Was standing in my front yard this evening and some neighborhood kids tried to deflate me.
[In bed with gf]
“Do you have any fantasies?”
Yeah, one. You know your friend Sarah, the hot one?
“Yes.. why?”
I want to hit her with my car
My wife and I couldn’t agree about whether or not I’m her hero. She’s in the bathroom right now and I’ve hid the toilet paper. We’re about to resolve this.
People who say ‘be careful what you wish for’ have obviously never wished for free, unprotected, unlimited wifi from their neighbor.
Amazon should have “I was drunk” as an order cancellation option
One of my buddies lost his right arm in a car accident which is a huge bummer, so much money wasted on tattoos
I milked the cow
“We don’t have a cow”
the neighbors’ cow then
“Their cat?”
Pretty sure it was a cow he was saying moo
“Meow”
Ah shoot
Ignorance is bliss, and rampant.
9: Where’s mom?
Me: Out the back
9: Australia?
M: Out THE back, not the Outback!
9: What’s she doing?
M: Playing with her didgeridoo, I think
My welcome mat says, “Oh shit! Not you again!”
I hate it when people call me judgemental
Especially people wearing shoes like that
For sale: Shrimpless rice. Never fried.
One time I stayed in a relationship three months longer than I should’ve because the person had a flattering mirror in their apartment
I’ll be in the yard for a bit. If anyone asks, I’m outstanding.
Me: stop barking at the nice person who is delivering pizza to us!
Also me: you didn’t even notice that the pizza guy was here?! He could have murdered us!
A book doesn’t get jealous when you finish it and start another book.
Just got glasses for the first time in 20 years and holy shit everyone looks terrible
The British Museum will take anything but jokes.
the three bears:
Goldilocks: your house is a total disgrace it’s like you gave no consideration to what I, the trespasser, might like
11 year old: Daddy, I heard a new song called Bohemian Raspberry, do you know it?
There are actually only two stages of parenthood: having children, and having children who can reach things on countertops.
I just want to be half as productive as my mom thinks she would be if she was me.
I mean, I’m smart, but I’m no Alfred Einstein.

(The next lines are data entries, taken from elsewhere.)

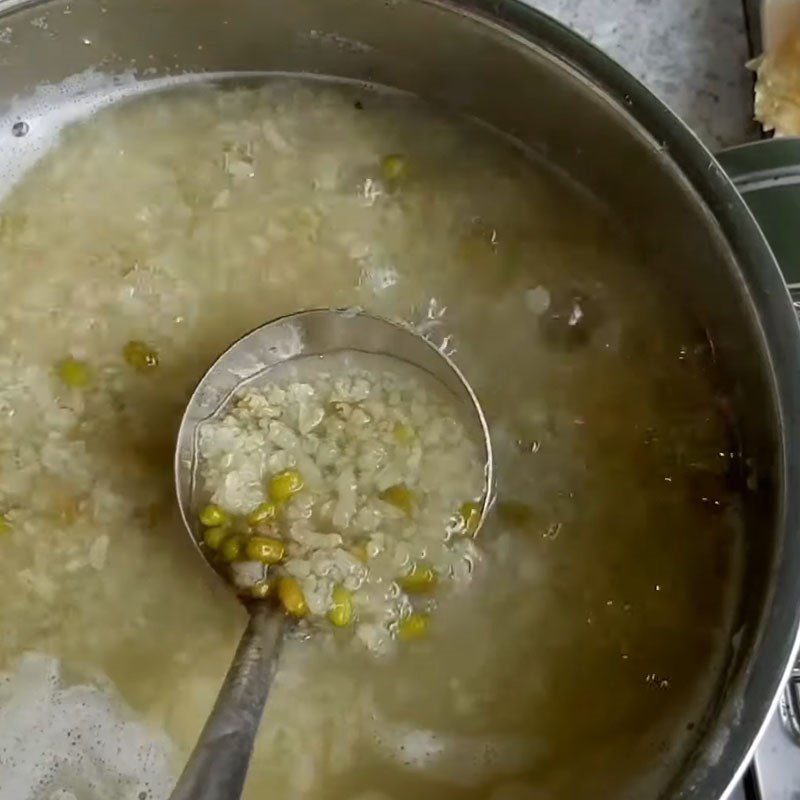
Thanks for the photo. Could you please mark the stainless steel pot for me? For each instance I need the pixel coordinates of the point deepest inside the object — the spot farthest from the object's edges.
(532, 79)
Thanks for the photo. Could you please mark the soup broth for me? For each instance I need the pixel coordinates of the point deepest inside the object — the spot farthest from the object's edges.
(576, 661)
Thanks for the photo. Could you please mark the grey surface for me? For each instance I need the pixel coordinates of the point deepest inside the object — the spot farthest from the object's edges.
(691, 53)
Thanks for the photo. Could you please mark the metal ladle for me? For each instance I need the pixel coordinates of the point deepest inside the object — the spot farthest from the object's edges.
(218, 765)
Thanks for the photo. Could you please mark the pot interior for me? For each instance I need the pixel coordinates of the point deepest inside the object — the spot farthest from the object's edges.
(647, 634)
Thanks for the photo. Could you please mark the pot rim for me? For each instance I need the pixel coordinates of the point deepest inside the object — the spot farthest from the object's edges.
(776, 322)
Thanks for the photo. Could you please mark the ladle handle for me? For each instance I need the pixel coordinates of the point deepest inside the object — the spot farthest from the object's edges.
(217, 768)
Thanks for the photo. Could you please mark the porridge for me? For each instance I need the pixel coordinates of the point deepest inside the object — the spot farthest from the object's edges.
(160, 230)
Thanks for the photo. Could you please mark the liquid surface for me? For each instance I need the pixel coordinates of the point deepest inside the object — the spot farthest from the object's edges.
(587, 643)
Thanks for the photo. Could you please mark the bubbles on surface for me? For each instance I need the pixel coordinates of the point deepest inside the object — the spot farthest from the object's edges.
(74, 740)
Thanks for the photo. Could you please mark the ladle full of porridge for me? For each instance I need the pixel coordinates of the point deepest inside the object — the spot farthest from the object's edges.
(335, 468)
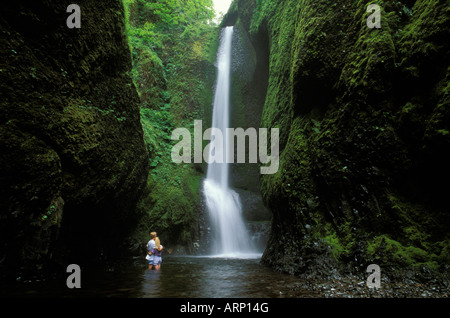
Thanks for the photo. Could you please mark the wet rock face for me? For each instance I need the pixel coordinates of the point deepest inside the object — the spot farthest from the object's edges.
(73, 160)
(363, 124)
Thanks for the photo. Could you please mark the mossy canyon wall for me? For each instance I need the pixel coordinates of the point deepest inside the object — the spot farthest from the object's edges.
(72, 156)
(364, 133)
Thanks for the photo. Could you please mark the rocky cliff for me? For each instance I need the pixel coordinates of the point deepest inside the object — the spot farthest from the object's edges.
(364, 122)
(72, 157)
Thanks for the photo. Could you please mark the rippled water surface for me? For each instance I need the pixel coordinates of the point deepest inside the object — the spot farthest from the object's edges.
(180, 276)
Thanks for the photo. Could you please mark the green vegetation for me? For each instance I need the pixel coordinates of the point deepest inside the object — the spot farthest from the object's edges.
(173, 46)
(363, 116)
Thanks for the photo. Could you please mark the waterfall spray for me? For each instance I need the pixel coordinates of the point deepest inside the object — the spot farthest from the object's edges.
(232, 238)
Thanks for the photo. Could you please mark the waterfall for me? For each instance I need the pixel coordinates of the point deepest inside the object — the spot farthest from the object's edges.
(224, 206)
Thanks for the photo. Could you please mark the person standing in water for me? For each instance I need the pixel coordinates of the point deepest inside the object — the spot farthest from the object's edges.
(157, 253)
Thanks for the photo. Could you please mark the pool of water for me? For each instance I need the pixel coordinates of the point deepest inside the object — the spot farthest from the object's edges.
(179, 277)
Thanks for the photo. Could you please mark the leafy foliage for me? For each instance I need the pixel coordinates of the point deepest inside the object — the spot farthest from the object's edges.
(171, 43)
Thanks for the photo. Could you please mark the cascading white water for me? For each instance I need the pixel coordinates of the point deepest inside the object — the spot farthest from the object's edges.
(232, 238)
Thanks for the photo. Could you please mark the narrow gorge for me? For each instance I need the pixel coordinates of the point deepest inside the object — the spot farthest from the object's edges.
(363, 114)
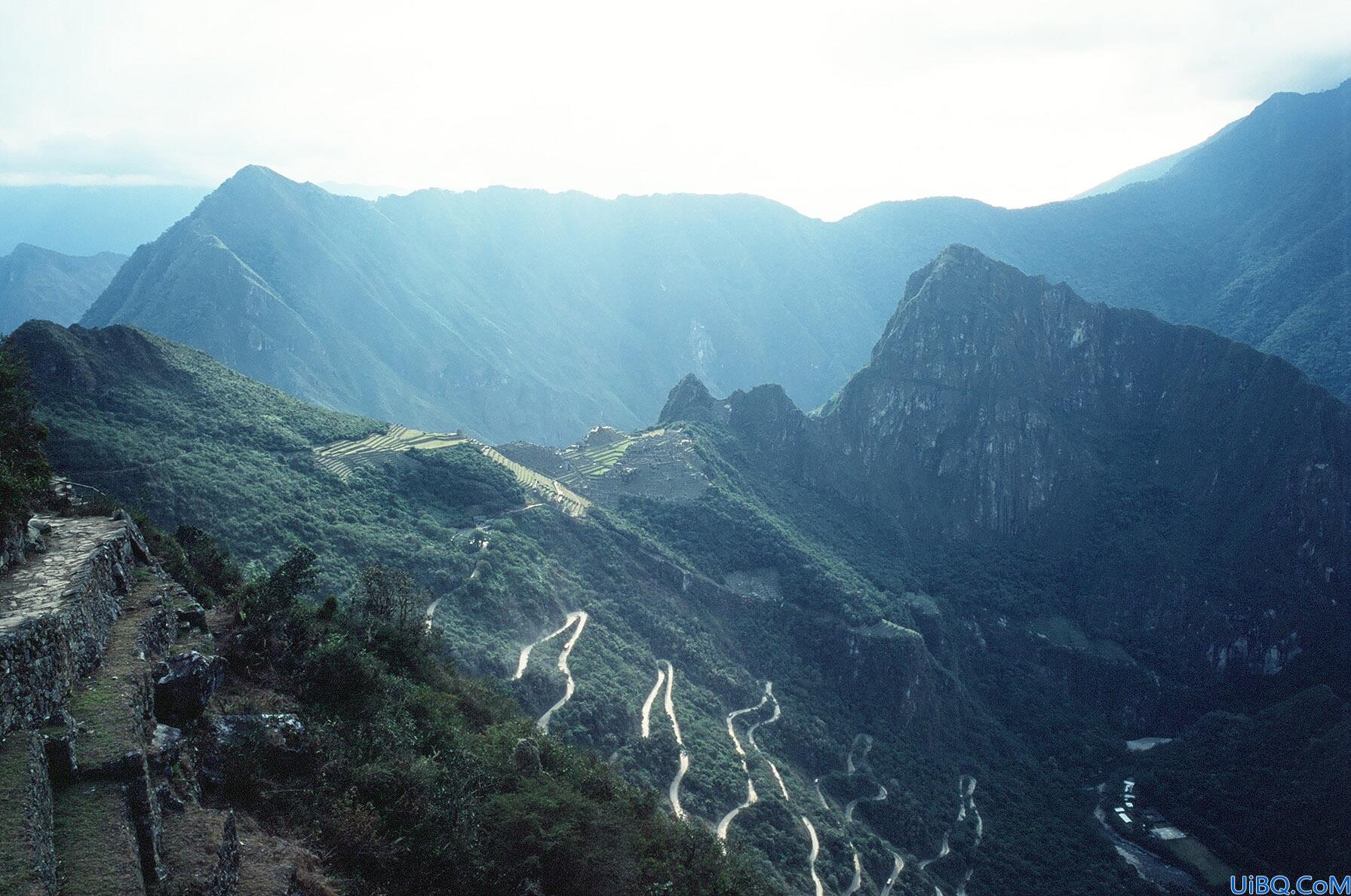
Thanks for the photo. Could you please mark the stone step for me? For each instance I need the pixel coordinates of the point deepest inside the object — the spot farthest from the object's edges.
(27, 864)
(97, 841)
(114, 707)
(56, 611)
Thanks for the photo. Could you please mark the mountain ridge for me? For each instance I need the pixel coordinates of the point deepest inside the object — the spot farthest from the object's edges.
(530, 315)
(41, 283)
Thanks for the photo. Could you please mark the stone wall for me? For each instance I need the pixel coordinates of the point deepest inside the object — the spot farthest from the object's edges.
(57, 610)
(14, 545)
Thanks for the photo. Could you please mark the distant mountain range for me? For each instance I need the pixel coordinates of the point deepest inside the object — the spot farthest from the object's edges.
(1196, 491)
(517, 314)
(1036, 526)
(88, 219)
(38, 283)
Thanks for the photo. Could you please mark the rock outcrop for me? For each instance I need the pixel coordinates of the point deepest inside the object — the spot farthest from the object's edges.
(99, 792)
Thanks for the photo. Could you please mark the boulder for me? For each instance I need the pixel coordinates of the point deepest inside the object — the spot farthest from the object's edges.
(165, 747)
(184, 684)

*refills beautiful woman’s wine glass* haha I feel like I’ve been talking about corn dogs–and my love of corn dogs–all night
Hello lamppost, whatcha knowin’? I come to watc–
Lamppost: Nice scarf princess.
Used to work with a grumpy older guy called Philip Eno and I was always too scared to ask if he was related to Brian Eno. Anyway, years later I actually met Brian and I said to him: “Is your brother Philip Eno?”. He replied: “No, he’s English”.
Guys, don’t take the first step cause girls hate that easy guy. Also, you must take the first step cause they hate the shy one. Good luck!